“So he’s a bit of a fixer-upper…”
As the seasons drift into the colder months of the year, it seems an appropriate time to take a look at another version of one of Disney’s newest and “coolest” stories…
What is Frozen at The Royal Theatre?
This is another of the low-budget-styled productions at The Royal Theatre in Disneyland Park, ala the former Tangled show here.
Two narrators tell the story of the movie Frozen with the help of special guests Queen Elsa and Princess Anna. The narrators take on other roles, such as Olaf and Kristoff, with quick wardrobe changes. Masks and curtains provide changes of situation and scenery.
And of course, in the end, everyone sings “Let it Go”.
Who are the performers?
The narrators, Mr. Smythe and Mr. Jones, re-enact the events of the film along with Anna and Elsa, and with the participation of The Royal Theatre’s Faire Maidens.
The audience is also encouraged to sing along and respond in panto style to the happenings onstage.
When and where can I find it?
This Frozen show plays daily in The Royal Theatre in Fantasy Faire near the Sleeping Beauty Castle entrance to Fantasyland. There are usually six shows per day.
Until a few weeks ago, a FastPass was generally required to attend, but since the crowds and demand for the show have slowed, FastPass was recently removed and the shows at The Royal Theatre have returned to standby/first come, first served. Check your daily Entertainment Times Guide or the sign in front of the Theatre for the schedule.
Why spotlight it?
For the same reason George Mallory climbed Mount Everest. (Go ahead and Google it.)
Really, I can’t honestly say a lot in its favor. It has a few funny references (especially the Star Wars ones – ironically, the other franchise taking over the park). Mr. Smythe and Mr. Jones can still amuse.
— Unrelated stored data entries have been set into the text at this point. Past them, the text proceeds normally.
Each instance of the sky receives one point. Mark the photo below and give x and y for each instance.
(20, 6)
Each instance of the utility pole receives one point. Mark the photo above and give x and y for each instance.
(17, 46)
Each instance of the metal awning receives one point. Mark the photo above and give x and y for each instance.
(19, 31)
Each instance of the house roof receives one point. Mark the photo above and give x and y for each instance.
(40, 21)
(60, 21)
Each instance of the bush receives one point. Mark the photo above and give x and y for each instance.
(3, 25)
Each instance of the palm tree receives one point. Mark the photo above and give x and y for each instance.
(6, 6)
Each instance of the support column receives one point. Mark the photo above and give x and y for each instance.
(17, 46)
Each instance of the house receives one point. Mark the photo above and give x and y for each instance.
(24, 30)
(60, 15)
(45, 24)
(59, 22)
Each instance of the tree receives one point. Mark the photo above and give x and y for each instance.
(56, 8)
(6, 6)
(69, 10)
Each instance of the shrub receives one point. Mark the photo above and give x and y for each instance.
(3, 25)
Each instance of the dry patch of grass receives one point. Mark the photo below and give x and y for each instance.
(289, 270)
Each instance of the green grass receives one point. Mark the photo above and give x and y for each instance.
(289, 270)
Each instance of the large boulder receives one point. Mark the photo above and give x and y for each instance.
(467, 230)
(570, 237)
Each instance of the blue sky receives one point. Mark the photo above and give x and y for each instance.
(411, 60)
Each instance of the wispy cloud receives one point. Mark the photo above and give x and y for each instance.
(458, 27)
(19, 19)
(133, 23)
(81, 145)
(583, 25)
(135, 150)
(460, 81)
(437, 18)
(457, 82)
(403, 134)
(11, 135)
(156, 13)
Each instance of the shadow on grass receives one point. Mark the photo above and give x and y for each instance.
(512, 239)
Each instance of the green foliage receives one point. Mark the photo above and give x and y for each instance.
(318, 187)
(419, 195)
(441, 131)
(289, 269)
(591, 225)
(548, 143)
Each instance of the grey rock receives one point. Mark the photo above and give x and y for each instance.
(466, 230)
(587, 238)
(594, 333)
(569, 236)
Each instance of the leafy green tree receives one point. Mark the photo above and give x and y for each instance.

Sir Samuel still works wonders on the keys as the musical accompanist.
But I don’t find this interpretation to have any of the charm of the original movie, much less the extraordinary repeat appeal of the former Tangled show in this location. Or even the Beauty and the Beast show, which was not quite as good as Tangled but was still entertaining. I find the take on Olaf in particular here quite grating, whereas I find the actual character in the film endearing. And I don’t care for the song arrangements here either.
While for me, both Beauty and the Beast and Tangled at Fantasy Faire had a Renaissance Faire quality to make the shows amusing for both young ones and adults, I feel that this, like too many of the other Frozen offerings, caters mainly and best to the little ones. So if you have some young Frozen fans in your family, this is definitely worth taking them to – if only for the chance to watch Anna and Elsa perform an entire show together. By comparison, the Frozen Sing-Along in Disney California Adventure (which I far prefer), only features the characters in passing for the most part.
However, once yet another Frozen retelling takes Aladdin’s place in the Hyperion Theater in Disney California Adventure, this show will be as superfluous as the pretty-much-guaranteed-to-close Sing-Along. And I hold out hope that at that point, perhaps there is a chance that Tangled and/or Beauty and the Beast could return home to the Royal Theatre.
Have you seen Frozen at The Royal Theatre? Did you enjoy it or would you prefer to see Tangled and/or Beauty and the Beast return to the venue?
Update 1/23/16: As of a week ago, Frozen at The Royal Theatre has been reduced to three showtimes per day (for the moment, that seems to be the first three shows of the day), while Tangled has happily returned for the other three performances daily.
Update 1/31/16: This week, Disney announced that Frozen would soon be leaving the Royal Theatre and that later this spring the Beauty and the Beast show would be returning in its place. So if you want to catch the Frozen show here before it “melts away”, I would suggest doing so ASAP!
Update 3/22/16: And with no fanfare, as of a few days ago, Frozen is simply gone. Beauty and the Beast has returned to The Royal Theatre in its place.